The page for Sunday afternoon has this to say:
Jerusalem-born conductor Asher Fisch leads a Romantic program fitting for a mid-summer Berkshires' evening. "I've just finished a tiny, tiny piano concerto," Brahms wrote to a friend, referring with great understatement to his piano concerto number 2, a piece as expansive and passionate as a symphony and as intimate at times as a string quartet, and performed alongside the BSO by the magisterial American pianist, Garrick Ohlsson. The preface to the score of Liszt's Romantic symphonic poem Les Preludes reads, in part, "Love is the enchanted dawn of existence," a sentiment echoed in the closing excerpts from Wagner's sunniest opera, Die Meistersinger, a tale of love fulfilled.
(Some emphasis added, and editorial corrections made)

Go there for the usual links, including an audio preview of the Brahms.

As usual, it's all available approximately live on radio and over the web via WCRB. Their BSO page has the whole Tanglewood season broadcast/webstream schedule, as well as links to an interview with Miss Fleming and lots of other things (including recent Pops concerts).

Saturday, June 28, 2014

Tanglewood Preview — 2014/06/28

This week there are no live BSO or Pops concerts. Instead of rebroadcasting an earlier concert on WCRB, as they put it on their BSO broadcast page:
WCRB previews Tanglewood 2014, which features four BSO concerts led by Music Director Designate Andris Nelsons, Mahler's ResurrectionSymphony conducted by Christoph von Dohnányi, and an All-Tchaikovsky concert featuring cellist Yo-Yo Ma.
It should be interesting, and whet your appetite for what will be coming during the summer. On that page, there are various links, and you can also see the broadcast/webstream schedule for the summer.

Also note that on Monday, June 30, there will be another broadcast/stream of the recent John Williams Film Night at the Pops, and on Friday, July 4, they'll present the concert by the Pops Esplanade Orchestra. Tanglewood starts the following evening.

Friday, June 20, 2014

Boston Pops/Classical New England — 2014/06/21

WCRB will be broadcasting and streaming the "Film Night at the Pops" program which John Williams led on four evenings earlier this month. The station's BSO page has a brief description and links to other things having to do with the Boston Symphony, including the concerts available on demand. The orchestra's performance detail page offers the following description:
June 6-11 at Symphony Hall in Boston, Boston Pops Laureate Conductor John Williams returns for this signature event of the season. Hear cherished and familiar themes from such favorite movie scores as Star Wars,Jaws, and Harry Potter. Mr.
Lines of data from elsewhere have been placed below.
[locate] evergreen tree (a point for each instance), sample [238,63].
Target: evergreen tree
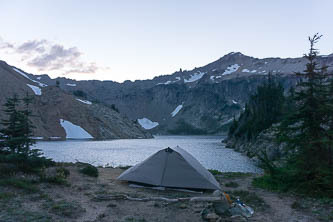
[17,128]
[264,108]
[307,131]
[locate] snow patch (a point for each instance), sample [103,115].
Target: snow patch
[231,69]
[147,123]
[26,76]
[54,138]
[36,89]
[169,82]
[195,77]
[84,101]
[178,108]
[37,137]
[73,131]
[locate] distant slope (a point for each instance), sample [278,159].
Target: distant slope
[51,104]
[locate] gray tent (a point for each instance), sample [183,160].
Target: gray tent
[171,168]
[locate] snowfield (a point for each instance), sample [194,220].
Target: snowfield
[195,77]
[147,123]
[84,101]
[73,131]
[26,76]
[231,69]
[169,82]
[178,108]
[36,89]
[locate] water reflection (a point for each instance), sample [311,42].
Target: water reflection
[209,150]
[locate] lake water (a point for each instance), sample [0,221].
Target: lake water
[209,150]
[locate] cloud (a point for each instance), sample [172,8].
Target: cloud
[57,58]
[31,46]
[5,45]
[47,56]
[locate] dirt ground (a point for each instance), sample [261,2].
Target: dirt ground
[86,199]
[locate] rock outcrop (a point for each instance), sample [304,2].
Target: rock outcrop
[51,104]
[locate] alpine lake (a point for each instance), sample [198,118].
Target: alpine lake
[208,150]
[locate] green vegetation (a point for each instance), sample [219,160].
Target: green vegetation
[264,108]
[306,130]
[67,209]
[250,198]
[15,139]
[232,184]
[60,177]
[90,170]
[19,183]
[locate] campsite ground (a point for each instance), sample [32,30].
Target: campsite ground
[87,198]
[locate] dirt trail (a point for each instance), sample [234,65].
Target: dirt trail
[83,201]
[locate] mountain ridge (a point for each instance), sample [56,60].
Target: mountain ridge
[210,95]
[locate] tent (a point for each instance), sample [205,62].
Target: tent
[171,167]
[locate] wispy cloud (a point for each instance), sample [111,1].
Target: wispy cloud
[5,45]
[47,56]
[32,46]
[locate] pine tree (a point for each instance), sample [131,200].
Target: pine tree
[264,108]
[17,128]
[306,131]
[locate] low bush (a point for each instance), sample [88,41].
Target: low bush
[58,177]
[89,170]
[232,184]
[67,209]
[19,183]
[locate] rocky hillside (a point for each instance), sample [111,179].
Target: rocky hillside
[199,101]
[60,115]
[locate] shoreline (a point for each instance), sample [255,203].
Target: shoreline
[84,198]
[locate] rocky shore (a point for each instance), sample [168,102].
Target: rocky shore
[70,195]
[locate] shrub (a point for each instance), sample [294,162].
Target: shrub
[90,170]
[19,183]
[231,184]
[59,177]
[67,209]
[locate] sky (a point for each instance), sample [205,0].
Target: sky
[140,39]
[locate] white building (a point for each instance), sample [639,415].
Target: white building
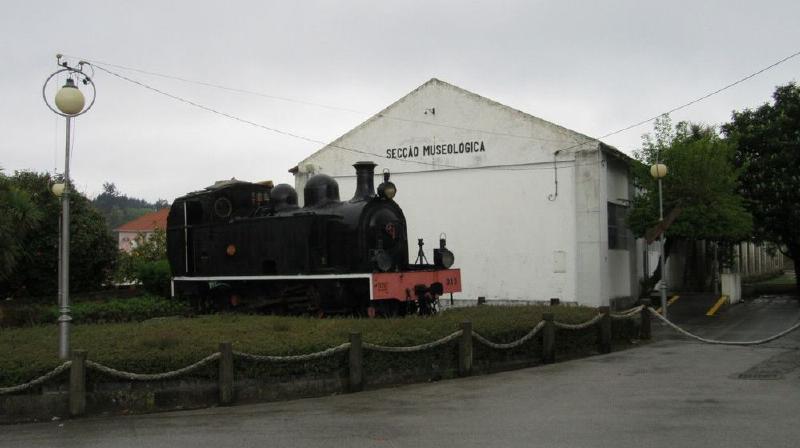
[532,210]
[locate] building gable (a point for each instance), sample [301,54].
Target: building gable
[441,126]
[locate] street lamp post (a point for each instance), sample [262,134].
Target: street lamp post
[70,103]
[658,171]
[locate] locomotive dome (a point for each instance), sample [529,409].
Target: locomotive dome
[283,196]
[321,189]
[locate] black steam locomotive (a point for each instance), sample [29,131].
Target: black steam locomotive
[249,246]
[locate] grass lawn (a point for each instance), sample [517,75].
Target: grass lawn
[163,344]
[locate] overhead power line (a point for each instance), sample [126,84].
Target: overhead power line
[438,165]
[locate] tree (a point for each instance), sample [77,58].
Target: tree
[767,150]
[702,181]
[92,248]
[18,215]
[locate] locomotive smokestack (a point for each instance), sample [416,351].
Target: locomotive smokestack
[365,184]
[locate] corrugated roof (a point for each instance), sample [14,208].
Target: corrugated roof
[146,223]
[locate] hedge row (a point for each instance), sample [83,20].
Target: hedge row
[169,343]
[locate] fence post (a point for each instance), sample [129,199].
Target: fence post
[77,383]
[465,349]
[644,328]
[548,339]
[605,330]
[356,363]
[225,373]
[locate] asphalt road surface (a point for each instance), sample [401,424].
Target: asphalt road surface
[669,393]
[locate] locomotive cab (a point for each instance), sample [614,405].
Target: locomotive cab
[244,244]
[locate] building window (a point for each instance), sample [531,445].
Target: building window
[617,230]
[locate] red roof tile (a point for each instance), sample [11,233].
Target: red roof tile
[146,223]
Williams will salute some of his illustrious predecessors, whose work influenced him, and in turn he will also lead selections by some of today's notable film composers, many of whom have undoubtedly been influenced by him. With the incomparable Boston Pops Orchestra led by the maestro of movie music, this is a concert not to be missed!
There will be a repeat broadcast/webstream on Monday, June 30 at 8:00 p.m., and it will then be made available on demand. John Williams will also conduct the Pops in a Film Night program at Tanglewood on August 2. It may be slightly different from the one he did in Symphony Hall.

Friday, June 13, 2014

Boston Pops/Classical New England — 2014/06/14

On Saturday, June 14, and again on Monday, June 23, at 8:00 p.m., Boston Time, you can listen to "Gospel Night at the Pops." In addition to a brief blurb about the show, WCRB's BSO page has links to other items of potential interest to Pops and Symphony lovers. Unlike the previous couple of weeks, this Saturday's broadcast/webstream will be live, as noted on the BSO's performance detail page. (Next week it's back to pre-recorded concerts for the John Williams show.)
The annual Boston Pops Gospel Night, an audience favorite for more than 21 years, brings the 2014 season to a rousing close, as guest conductor Charles Floyd returns to lead the orchestra and the Boston Pops Gospel Choir in a program of music designed to inspire, delight, and thrill an audience. The virtuosic vocal ensemble Take 6, celebrating their 25th anniversary, joins the orchestra to show why Quincy Jones calls them "the baddest vocal cats on the planet." It's sure to be an unforgettable evening!
So you can tune your radio or your computer to WCRB for the Pops' Gospel Night. Enjoy.